Tensorflow model to classify mutational signatures

Mutational signatures are a group of frequency patterns of single nucleotide variants that occur along the genome. Each group has been associated to a common etiology of cancer in specific tissues. These groups accounts for endogenous (internal cellular processes) or exogenous (exposure to radiation, smoking) causes.

In this notebook, the goal is to check whether a deep learning model may reproduce the same mutational signatures classes predicted by probabilistic models such as SigProfiler . These methods take a long time to execute and generate the results and the time may increase according to the number of samples and combinations of signatures in the experiment. The machine learning approach could accelerate the execution and also turn the process scalable. The ML approach also could allow the calibration of the model according to samples covariates, since some of the signatures are correlated to age, for example.

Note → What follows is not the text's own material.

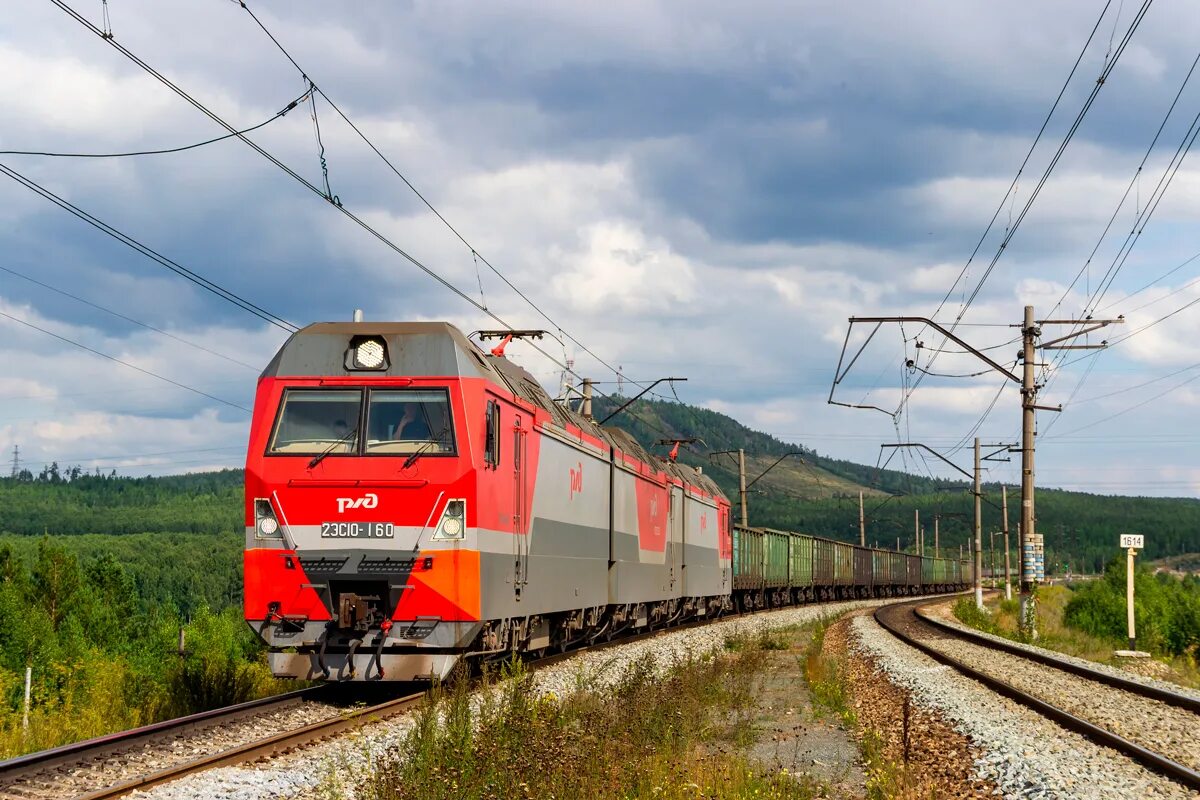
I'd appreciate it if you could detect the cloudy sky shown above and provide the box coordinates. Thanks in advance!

About the mutational signatures data and values

Mutational signatures prediction can be derived from two main types of features table: dinucleotide (AC>CA) or single nucleotide (A[C>A]A) bases, these tables are mutational matrices, in which the rows correspond to the variants found in the VCF or MAF files of the samples, and each column accounts for the individual/sample. Here, I am using the Single Base Substitution that generates 96 combinations of base variation (SBS). All the possible classes that these features may have according to the type of cancer and tissues are found in COSMIC, but usually there are up to 10 main signatures in an experiment.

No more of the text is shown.